Construction began in August 2008 and concluded in November of that year. On June 2, 2019, the Downtown station temporarily closed so that construction on an expanded station (three-track, two-platform) could commence; it was later reopened in early November of that year, but without Saturday service until the end of 2019. Construction on the new station proceeded until October 2020, when the permanent Downtown station opened.

=== Reconstruction ===
In 2015, CapMetro announced its plans to rebuild the Downtown station to allow greater frequency and capacity on the Red Line. Construction on the new station started in 2019 when the existing 1-track, 1-platform station was torn down and a temporary station was built two blocks east of the existing station. The new station was said to have 3 tracks and 2 platforms, and will sit one block east of the existing station, paralleling 4th street between Neches and Red River Street. It will help ease congestion during high passenger volume periods, such as during the SXSW festival held at the adjacent Austin Convention Center.

Traffic on Neches Street heading south will no longer be able to turn right onto 4th street and instead will have to turn around due to the large waiting plaza at the west end of the station. However, the Lance Armstrong Bikeway will continue along 4th street, paralleling the new station and ending at Trinity Street. Cars heading south on Red River Street will no longer be able to turn right onto 4th Street, and will only be able to continue straight along Red River Street, crossing the CapMetro Rail tracks as it does. There will be one one-way westbound traffic lane on the north side of 4th Street between the I-35 frontage road and Red River street, where it then will be forced to turn right or left onto Red River street. The block of 4th street between Trinity and Neches street will be a pedestrian plaza equipped with ticket kiosks, shade trees, and benches.

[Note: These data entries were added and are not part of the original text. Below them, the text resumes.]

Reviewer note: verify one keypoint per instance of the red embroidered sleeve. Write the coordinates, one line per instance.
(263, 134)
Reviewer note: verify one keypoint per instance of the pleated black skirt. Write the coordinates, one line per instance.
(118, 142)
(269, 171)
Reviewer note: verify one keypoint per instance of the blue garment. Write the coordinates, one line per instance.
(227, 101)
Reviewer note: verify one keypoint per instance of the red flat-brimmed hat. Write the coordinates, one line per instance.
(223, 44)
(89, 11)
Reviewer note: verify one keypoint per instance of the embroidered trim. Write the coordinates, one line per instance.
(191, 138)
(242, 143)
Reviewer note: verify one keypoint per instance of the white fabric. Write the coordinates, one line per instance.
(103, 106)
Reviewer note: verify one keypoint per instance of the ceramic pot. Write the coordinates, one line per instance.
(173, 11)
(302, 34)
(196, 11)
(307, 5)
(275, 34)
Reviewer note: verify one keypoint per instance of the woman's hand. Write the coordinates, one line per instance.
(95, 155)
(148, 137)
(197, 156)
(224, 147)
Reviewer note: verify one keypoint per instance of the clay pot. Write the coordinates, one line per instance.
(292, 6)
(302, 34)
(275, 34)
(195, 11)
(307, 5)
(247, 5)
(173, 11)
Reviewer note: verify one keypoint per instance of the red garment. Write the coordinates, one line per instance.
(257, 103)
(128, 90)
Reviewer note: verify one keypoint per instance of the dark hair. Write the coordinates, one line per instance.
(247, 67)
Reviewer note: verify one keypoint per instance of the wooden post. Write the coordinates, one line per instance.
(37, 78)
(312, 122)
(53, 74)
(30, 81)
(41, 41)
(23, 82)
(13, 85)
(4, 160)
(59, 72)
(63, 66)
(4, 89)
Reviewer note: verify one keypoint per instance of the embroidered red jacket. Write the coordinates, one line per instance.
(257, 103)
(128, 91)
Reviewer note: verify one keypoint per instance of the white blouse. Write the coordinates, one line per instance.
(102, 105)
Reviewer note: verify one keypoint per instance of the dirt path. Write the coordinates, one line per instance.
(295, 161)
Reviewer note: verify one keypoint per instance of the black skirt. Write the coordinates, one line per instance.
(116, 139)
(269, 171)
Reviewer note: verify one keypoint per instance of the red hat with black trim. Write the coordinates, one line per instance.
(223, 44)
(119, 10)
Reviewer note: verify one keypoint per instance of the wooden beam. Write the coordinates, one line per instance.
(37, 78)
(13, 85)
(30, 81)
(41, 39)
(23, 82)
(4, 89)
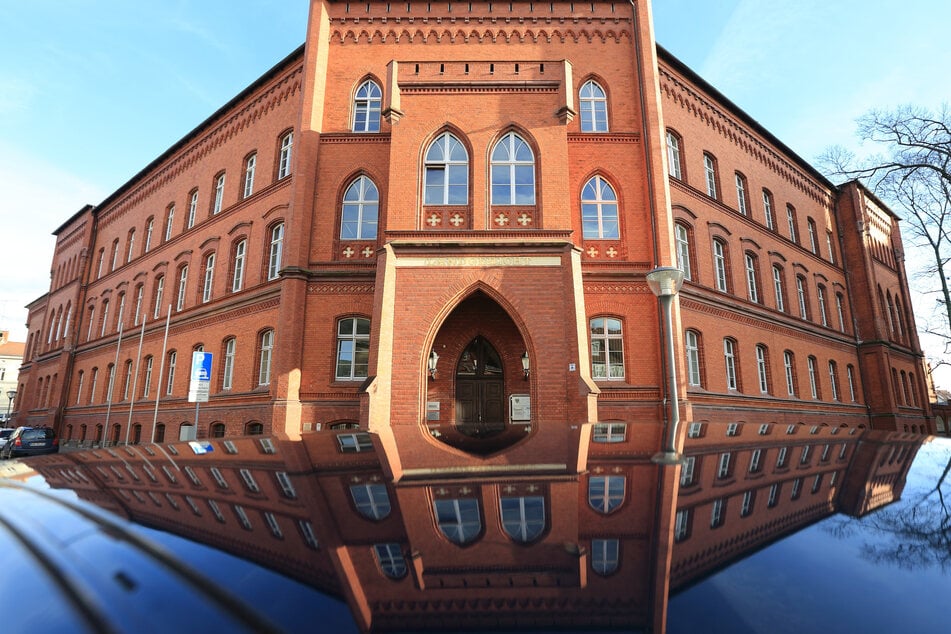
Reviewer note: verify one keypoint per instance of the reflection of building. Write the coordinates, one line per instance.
(505, 550)
(435, 224)
(745, 486)
(519, 549)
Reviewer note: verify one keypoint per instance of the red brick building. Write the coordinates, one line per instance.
(433, 221)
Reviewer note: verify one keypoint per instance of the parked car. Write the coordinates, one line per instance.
(30, 441)
(5, 433)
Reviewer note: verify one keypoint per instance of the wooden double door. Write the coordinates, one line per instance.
(480, 389)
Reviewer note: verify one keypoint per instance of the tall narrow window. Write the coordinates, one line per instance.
(729, 357)
(170, 384)
(209, 278)
(353, 348)
(682, 238)
(719, 266)
(742, 204)
(674, 165)
(607, 350)
(599, 210)
(159, 288)
(821, 301)
(512, 172)
(139, 294)
(801, 294)
(249, 166)
(149, 226)
(762, 368)
(768, 210)
(752, 273)
(127, 383)
(284, 159)
(192, 209)
(147, 378)
(219, 193)
(458, 519)
(169, 221)
(275, 251)
(594, 108)
(813, 384)
(182, 285)
(366, 107)
(227, 368)
(789, 365)
(694, 375)
(605, 493)
(523, 518)
(849, 373)
(791, 221)
(237, 276)
(605, 555)
(834, 380)
(710, 174)
(264, 362)
(130, 252)
(360, 210)
(778, 288)
(446, 172)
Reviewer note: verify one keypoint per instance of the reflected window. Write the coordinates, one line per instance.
(610, 432)
(523, 518)
(355, 443)
(605, 493)
(391, 561)
(372, 500)
(604, 555)
(607, 350)
(458, 519)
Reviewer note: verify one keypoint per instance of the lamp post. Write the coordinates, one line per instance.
(11, 394)
(665, 282)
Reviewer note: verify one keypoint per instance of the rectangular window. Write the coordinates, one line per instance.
(192, 209)
(237, 279)
(710, 173)
(219, 193)
(249, 175)
(182, 284)
(741, 194)
(172, 356)
(209, 278)
(610, 432)
(228, 365)
(768, 211)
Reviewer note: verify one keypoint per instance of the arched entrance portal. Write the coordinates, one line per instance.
(480, 390)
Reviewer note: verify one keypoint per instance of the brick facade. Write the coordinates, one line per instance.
(562, 213)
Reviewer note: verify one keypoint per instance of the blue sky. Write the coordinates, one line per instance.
(93, 90)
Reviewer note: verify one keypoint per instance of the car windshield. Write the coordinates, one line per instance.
(37, 434)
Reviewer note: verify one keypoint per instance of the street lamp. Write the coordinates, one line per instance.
(665, 282)
(11, 394)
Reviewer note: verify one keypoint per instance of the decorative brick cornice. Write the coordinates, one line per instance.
(324, 288)
(244, 116)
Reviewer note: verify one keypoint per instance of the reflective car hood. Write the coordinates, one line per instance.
(263, 534)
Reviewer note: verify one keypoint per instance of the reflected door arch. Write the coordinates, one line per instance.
(480, 389)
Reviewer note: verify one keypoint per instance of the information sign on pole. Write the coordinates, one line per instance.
(199, 386)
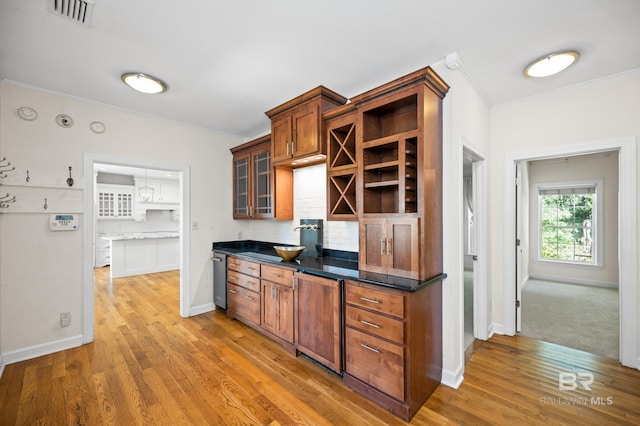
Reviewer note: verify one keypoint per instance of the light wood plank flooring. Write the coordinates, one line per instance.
(149, 366)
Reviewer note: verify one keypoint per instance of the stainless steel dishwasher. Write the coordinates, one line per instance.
(220, 279)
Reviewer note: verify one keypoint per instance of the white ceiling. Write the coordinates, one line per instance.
(228, 62)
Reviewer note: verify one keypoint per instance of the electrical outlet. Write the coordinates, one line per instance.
(65, 319)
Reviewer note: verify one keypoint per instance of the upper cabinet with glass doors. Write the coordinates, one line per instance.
(254, 182)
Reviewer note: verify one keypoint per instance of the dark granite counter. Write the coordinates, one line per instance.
(334, 264)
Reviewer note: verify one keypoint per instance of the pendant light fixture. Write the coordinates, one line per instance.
(144, 83)
(146, 192)
(551, 64)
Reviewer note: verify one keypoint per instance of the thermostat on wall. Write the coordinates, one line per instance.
(63, 222)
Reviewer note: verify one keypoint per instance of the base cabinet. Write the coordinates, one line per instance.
(277, 314)
(243, 290)
(318, 319)
(393, 345)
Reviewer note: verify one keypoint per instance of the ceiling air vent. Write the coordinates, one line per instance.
(79, 11)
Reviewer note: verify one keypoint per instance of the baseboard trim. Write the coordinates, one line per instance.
(201, 309)
(43, 349)
(496, 329)
(452, 379)
(572, 280)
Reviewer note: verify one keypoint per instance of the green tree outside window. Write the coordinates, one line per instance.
(566, 227)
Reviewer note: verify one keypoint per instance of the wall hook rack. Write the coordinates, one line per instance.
(6, 201)
(5, 167)
(70, 179)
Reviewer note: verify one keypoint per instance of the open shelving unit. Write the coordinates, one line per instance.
(390, 157)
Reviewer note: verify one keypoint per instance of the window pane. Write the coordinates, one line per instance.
(566, 231)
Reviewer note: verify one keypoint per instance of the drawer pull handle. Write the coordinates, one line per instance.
(370, 324)
(364, 345)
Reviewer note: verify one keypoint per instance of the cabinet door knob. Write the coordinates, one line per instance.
(370, 324)
(376, 350)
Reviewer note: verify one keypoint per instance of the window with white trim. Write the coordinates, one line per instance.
(568, 223)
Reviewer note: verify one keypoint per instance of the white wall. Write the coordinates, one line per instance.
(599, 166)
(587, 114)
(466, 123)
(41, 273)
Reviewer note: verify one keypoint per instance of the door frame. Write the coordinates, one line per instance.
(89, 160)
(627, 231)
(481, 299)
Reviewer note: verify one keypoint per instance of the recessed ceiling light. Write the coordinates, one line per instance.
(551, 64)
(144, 83)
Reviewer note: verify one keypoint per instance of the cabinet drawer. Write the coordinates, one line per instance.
(244, 266)
(388, 328)
(373, 299)
(375, 362)
(241, 280)
(244, 303)
(278, 275)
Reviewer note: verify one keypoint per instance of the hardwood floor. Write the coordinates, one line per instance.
(149, 366)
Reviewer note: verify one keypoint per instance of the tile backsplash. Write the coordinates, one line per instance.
(309, 202)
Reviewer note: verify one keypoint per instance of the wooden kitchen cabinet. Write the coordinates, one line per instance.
(399, 158)
(318, 325)
(390, 246)
(277, 314)
(259, 191)
(297, 127)
(243, 290)
(393, 345)
(342, 167)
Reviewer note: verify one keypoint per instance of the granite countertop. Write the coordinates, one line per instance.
(334, 264)
(140, 235)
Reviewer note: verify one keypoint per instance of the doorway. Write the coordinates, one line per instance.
(627, 228)
(567, 259)
(89, 223)
(475, 298)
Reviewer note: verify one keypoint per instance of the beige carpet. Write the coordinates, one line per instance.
(579, 317)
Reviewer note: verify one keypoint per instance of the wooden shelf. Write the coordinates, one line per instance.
(382, 184)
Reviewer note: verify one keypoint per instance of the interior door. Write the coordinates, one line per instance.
(518, 247)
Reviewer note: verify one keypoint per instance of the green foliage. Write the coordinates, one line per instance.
(566, 227)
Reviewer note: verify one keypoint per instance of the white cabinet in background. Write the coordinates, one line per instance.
(164, 191)
(103, 251)
(114, 201)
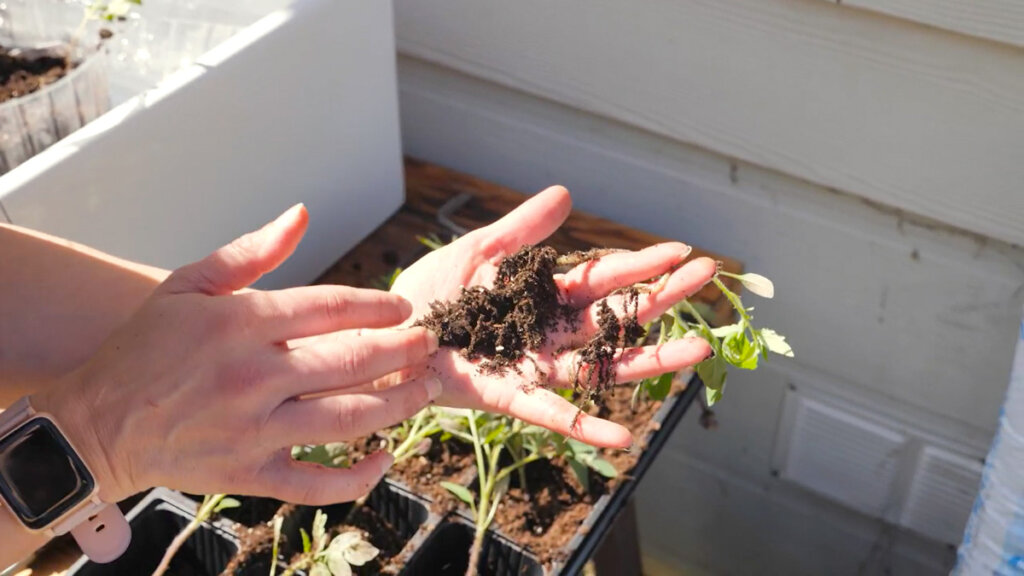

In 2019, CapMetro was forced to cut back the design of the new station due to a shortage of labor and tariffs imposed by the Trump administration that raised the price of steel. The changes include shortening the northernmost track to allow it to hold only 1 train instead of 2, reducing the number of shade canopies from 7 to 5, temporarily removing ticketing kiosks, and removing some landscaping and decorative concrete from the pedestrian plaza. The stripped design will reduce the station's capacity from 6 trains to 4 trains, and only the middle of the 3 tracks will be long enough to hold a 2-unit consist. However, the station is designed to allow the northernmost track and platform to be easily extended to allow 2 one-unit trains or 1 two-unit train to sit in the platform, similar to the design of the middle track. This would allow the station to hold up to 5 trains.
The new downtown station will serve the existing Red Line and allow it to increase its frequency to 15 minute headways per direction, replacing the current minimum headway of 30 minutes. The new station will also eventually serve the Green Line, a proposed commuter rail line that will run from the downtown station to as far east as Elgin.

The permanent Downtown station opened on October 19, 2020, several months ahead of schedule and under budget.

With Project Connect, the Green Line will also terminate with the Red Line. The planned light rail will also stop at Downtown.